Quote:
Originally Posted by JSWolf
Do you know how much larger the eBook would actually be with ­ added to every place possible that a hyphen could be?
|
Yes, of course I know.
The html part is rougly twice the original, estimated with a prefix/suffix of 2 characters, which gives the highest amount of hyphenation, considering an average of 2.5 characters per syllable and estimating 5 characters to store the "

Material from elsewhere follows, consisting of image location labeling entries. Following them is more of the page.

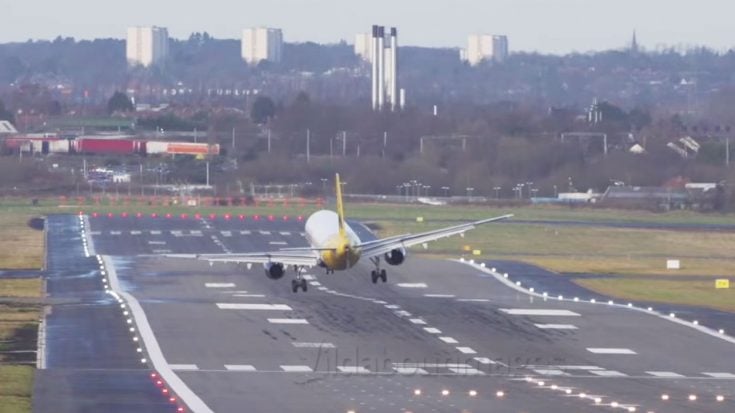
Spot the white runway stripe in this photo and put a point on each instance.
(412, 285)
(556, 326)
(353, 369)
(240, 367)
(539, 312)
(608, 373)
(720, 375)
(665, 374)
(611, 351)
(299, 344)
(265, 307)
(288, 321)
(184, 367)
(296, 369)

­" entity (which gets actually easily compressed).
Spoiler:
Just put the HTML files in a directory and run this script to have an estimate
Code:
#!/bin/bash
for F in *.html *.xhtml
do lynx --assume-charset UTF8 --dump $F |
tr '[:alpha:]' x |
tr -cs 'x' '[\n*]'
done |
sort |
uniq -c |
sort -n |
grep xxxx |
awk 'BEGIN { \
SL=2.5; \
TOT=0; \
SHY=5; \
} \
{
print $1 " instances of " length($2) " character long words" ; \
TOT += $1 * (length($2) / SL + 0);
} \
END {
print "Estimated text increase: " SHY*TOT \
} '
echo -n "Total text: "
du -c -b *.html | tail -1 | awk '{print $1}'
There are no memory concerns (embedding fonts - even with subsampling - or adding oversized images for a best view with KPW which has an higher resolution uses much more memory and images cannot be compressed like text) and - at the moment - this is the
ONLY way to have hyphenation on AZW3 files on e-ink Kindles.